= Solar-pumped laser =

A solar-pumped laser (or solar-powered laser) is a laser that shares the same optical properties as conventional lasers such as emitting a beam consisting of coherent electromagnetic radiation which can reach high power, but which uses solar radiation for pumping the lasing medium. This type of laser is distinct from other types in that it does not require any artificial energy source.

==Lasing media==

The two most studied lasing media for solar-pumped lasers have been iodine, with a laser wavelength of 1.31 micrometers, and NdCrYAG, which lases at 1.06 micrometers wavelength. Solar-pumped semiconductor lasers have also been proposed by Landis and others.

==Applications==

Solar-pumped lasers are not used commercially because the low cost of electricity in most locations means that other more efficient types of lasers that run on electrical power can be more economically used. However, solar-pumped lasers might become useful in off-grid locations.

===Nanopowders===

Very fine dispersed powders can be produced by the use of laser synthesis technology.

===Hydrogen production===

A leader in this field is Shigeaki Uchida and his team in Japan (Tokyo/Osaka). Their design uses Fresnel lenses and a solar-pumped NdCrYAG laser to drive a magnesium-based cycle, which produces hydrogen gas as its product.

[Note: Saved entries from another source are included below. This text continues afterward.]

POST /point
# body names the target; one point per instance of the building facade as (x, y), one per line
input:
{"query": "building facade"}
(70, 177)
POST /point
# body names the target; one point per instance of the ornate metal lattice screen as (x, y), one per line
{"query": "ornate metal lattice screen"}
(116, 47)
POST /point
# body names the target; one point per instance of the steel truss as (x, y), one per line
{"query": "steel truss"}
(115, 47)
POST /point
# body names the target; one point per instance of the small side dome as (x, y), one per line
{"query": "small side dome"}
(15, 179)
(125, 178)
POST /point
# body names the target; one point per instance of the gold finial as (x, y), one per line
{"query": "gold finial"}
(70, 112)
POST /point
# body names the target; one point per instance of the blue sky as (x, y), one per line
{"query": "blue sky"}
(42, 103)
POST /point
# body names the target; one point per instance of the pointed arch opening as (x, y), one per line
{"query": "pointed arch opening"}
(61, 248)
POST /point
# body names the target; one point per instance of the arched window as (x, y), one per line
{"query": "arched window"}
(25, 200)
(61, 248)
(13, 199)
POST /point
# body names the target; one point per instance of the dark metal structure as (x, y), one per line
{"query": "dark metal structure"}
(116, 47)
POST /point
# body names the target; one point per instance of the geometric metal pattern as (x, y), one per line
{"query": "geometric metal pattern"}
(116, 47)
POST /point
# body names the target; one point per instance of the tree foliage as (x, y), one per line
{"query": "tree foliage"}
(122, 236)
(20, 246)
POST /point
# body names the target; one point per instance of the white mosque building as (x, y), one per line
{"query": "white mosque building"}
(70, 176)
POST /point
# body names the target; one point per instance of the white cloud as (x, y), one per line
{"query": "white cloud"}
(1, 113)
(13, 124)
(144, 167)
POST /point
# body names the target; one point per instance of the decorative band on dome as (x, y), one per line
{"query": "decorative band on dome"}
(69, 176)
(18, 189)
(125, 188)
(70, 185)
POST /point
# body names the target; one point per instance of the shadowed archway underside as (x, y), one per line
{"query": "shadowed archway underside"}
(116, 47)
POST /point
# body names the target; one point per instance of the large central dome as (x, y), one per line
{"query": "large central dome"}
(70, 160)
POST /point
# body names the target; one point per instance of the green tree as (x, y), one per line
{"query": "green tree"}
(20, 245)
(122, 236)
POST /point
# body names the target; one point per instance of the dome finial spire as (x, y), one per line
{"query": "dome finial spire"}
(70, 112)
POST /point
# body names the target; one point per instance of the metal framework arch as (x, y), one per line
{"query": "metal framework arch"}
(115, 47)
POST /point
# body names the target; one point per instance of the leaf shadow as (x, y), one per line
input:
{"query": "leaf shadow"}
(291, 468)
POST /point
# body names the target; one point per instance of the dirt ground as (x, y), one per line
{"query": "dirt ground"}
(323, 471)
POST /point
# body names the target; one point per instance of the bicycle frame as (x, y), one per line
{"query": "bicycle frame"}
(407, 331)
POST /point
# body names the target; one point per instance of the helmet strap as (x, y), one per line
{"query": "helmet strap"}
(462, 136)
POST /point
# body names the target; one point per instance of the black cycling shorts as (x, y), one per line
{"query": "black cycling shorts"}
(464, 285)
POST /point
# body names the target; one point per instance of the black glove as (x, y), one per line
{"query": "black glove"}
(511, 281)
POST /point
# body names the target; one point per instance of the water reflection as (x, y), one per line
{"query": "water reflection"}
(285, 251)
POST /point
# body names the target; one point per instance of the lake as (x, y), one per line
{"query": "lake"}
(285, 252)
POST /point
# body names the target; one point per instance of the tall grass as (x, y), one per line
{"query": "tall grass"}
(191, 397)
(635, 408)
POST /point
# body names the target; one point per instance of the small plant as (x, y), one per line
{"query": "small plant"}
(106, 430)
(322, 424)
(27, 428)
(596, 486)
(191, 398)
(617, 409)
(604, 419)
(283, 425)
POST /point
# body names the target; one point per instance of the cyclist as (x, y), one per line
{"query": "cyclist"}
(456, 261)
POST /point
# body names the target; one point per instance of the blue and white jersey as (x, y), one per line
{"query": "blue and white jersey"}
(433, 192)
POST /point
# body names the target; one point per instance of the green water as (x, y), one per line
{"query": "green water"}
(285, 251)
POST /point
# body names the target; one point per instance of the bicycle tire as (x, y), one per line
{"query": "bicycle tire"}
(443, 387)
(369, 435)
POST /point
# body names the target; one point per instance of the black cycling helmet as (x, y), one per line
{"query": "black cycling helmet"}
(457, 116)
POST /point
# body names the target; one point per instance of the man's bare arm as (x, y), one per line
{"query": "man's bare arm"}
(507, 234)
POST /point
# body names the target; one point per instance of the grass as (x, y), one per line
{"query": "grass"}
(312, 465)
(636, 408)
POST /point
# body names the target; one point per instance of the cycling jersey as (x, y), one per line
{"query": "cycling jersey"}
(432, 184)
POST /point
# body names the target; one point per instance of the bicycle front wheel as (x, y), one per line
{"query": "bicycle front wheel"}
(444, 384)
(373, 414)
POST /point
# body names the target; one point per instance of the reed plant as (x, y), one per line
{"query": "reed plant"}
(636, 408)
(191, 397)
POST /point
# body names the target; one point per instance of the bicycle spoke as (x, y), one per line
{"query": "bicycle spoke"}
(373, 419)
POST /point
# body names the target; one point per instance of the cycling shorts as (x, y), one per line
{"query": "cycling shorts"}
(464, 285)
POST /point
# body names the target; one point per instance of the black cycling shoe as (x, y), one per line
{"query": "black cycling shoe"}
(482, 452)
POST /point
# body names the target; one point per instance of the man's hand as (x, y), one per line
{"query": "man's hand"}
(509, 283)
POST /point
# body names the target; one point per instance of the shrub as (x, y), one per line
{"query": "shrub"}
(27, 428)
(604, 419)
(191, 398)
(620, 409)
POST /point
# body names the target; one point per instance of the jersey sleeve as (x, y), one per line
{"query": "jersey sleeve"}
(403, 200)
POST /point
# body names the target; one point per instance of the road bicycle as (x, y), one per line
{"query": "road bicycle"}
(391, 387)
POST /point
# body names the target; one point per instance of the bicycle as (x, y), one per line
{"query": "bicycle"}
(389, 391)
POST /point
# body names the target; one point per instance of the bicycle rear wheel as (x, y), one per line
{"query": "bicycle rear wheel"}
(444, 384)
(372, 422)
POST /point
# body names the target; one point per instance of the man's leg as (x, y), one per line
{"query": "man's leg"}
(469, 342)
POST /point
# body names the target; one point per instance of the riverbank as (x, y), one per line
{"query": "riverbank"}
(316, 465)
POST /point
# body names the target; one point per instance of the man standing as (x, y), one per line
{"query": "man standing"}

===Potential spacecraft applications===

Since there is no "grid" power in space, most spacecraft today use solar power sources, mostly photovoltaic solar cells. Powering lasers requires high levels of power, so the inefficiency of PV solar cells (usually less than 27% efficiency) motivates interest in solar pumping of lasers.
Other potential benefits of solar-pumped lasers might be reduced mass and number of components, affording higher reliability (reduced number of failure modes) compared to an electrically pumped laser powered from PV cells. They can also be used for deep space communications, sensors for conditions on Earth, detecting and tracking objects in space, as well as power transmission.

====Solar-energy conversion====

There have been proposals to use solar-pumped laser to improve solar-energy conversion efficiently, taking advantage of laser amplification and intra-cavity use of a low-efficiency converter such as PV cells.

==Current research==
A proposal to use the solar furnace of Uzbekistan to power a solar-pumped Nd:YAG laser would have been the world's largest system of its kind, at up to 1 MW of solar input power.
However, current research efforts are focused on combining the output from several smaller concentrators, an approach that is much more achievable.